I have a problem with running spark application on standalone cluster. (I use spark 1.1.0 version). I succesfully run master server by command:
bash start-master
Found a way to run it using IDE / Maven
<plugin> <groupId>org.apache.maven.plugins</groupId> <artifactId>maven-shade-plugin</artifactId> <version>2.2</version> <configuration> <filters> <filter> <artifact>*:*</artifact> <excludes> <exclude>META-INF/*.SF</exclude> <exclude>META-INF/*.DSA</exclude> <exclude>META-INF/*.RSA</exclude> </excludes> </filter> </filters> </configuration> <executions> <execution> <id>job-driver-jar</id> <phase>package</phase> <goals> <goal>shade</goal> </goals> <configuration> <shadedArtifactAttached>true</shadedArtifactAttached> <shadedClassifierName>driver</shadedClassifierName> <transformers> <transformer implementation="org.apache.maven.plugins.shade.resource.ServicesResourceTransformer"/> <!-- Some care is required: http://doc.akka.io/docs/akka/snapshot/general/configuration.html --> <transformer implementation="org.apache.maven.plugins.shade.resource.AppendingTransformer"> <resource>reference.conf</resource> </transformer> <transformer implementation="org.apache.maven.plugins.shade.resource.ManifestResourceTransformer"> <mainClass>mainClass</mainClass> </transformer> </transformers> </configuration> </execution> <execution> <id>worker-library-jar</id> <phase>package</phase> <goals> <goal>shade</goal> </goals> <configuration> <shadedArtifactAttached>true</shadedArtifactAttached> <shadedClassifierName>worker</shadedClassifierName> <transformers> <transformer implementation="org.apache.maven.plugins.shade.resource.ServicesResourceTransformer"/> </transformers> </configuration> </execution> </executions> </plugin>
SparkConf conf = new SparkConf().setAppName("appName").setMaster("spark://machineName:7077").setJars(new String[] {"target/appName-1.0-SNAPSHOT-driver.jar"});
Run mvn clean package to create the Jar file. It will be created in your target folder.

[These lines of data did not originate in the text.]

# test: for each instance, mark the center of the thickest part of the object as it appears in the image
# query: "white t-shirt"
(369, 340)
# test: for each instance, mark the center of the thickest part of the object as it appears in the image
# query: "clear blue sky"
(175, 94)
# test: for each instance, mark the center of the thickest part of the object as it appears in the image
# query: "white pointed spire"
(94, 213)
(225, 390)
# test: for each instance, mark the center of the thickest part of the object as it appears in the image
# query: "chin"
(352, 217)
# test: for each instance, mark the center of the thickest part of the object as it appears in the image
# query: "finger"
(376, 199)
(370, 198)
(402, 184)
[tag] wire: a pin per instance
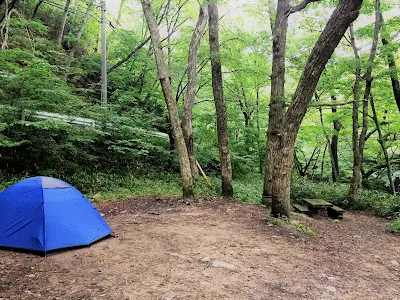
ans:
(56, 5)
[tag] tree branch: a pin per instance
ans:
(300, 6)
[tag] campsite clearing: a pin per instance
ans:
(214, 249)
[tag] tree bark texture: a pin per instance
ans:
(285, 126)
(392, 65)
(11, 6)
(80, 32)
(334, 146)
(120, 9)
(359, 154)
(63, 22)
(198, 33)
(383, 146)
(277, 102)
(220, 104)
(187, 181)
(329, 142)
(36, 9)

Run using your IDE or using maven command :
mvn exec:java -Dexec.mainClass="className"
This does not require spark-submit. Just remember to package file before running
If you don't want to hardcode the jar path, you can do this :
SparkConf conf = new SparkConf() .setAppName("appName") .setMaster("spark://machineName:7077") .setJars(JavaSparkContext.jarOfClass(this.getClass()));
java -jar target/application-1.0-SNAPSHOT-driver.jar
This will take the jar from the jar the class was loaded.

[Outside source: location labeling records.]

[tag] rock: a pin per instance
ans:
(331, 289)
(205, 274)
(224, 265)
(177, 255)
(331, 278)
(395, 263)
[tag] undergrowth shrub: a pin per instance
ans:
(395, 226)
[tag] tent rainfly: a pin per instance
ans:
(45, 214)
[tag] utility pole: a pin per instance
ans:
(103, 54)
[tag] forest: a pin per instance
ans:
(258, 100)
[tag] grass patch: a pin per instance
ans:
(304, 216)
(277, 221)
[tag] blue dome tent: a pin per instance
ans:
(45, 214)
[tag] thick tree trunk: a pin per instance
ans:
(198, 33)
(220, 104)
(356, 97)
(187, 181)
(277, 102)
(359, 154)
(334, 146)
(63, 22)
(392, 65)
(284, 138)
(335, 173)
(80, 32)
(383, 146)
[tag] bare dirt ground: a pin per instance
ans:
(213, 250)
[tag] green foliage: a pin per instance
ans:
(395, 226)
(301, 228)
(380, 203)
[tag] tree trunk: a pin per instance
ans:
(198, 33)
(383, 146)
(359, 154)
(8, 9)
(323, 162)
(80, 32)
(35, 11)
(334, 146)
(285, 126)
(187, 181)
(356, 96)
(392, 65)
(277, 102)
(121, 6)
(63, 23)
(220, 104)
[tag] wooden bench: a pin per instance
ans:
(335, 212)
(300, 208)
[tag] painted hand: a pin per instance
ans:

For the benefit of others running into this problem:
I faced an identical issue due to a mismatch between the spark connector and spark version being used. Spark was 1.3.1 and the connector was 1.3.0, an identical error message appeared:
org.apache.spark.SparkException: Job aborted due to stage failure:
Task 2 in stage 0.0 failed 4 times, most recent failure: Lost
task 2.3 in stage 0.0
Updating the dependancy in SBT solved the problem.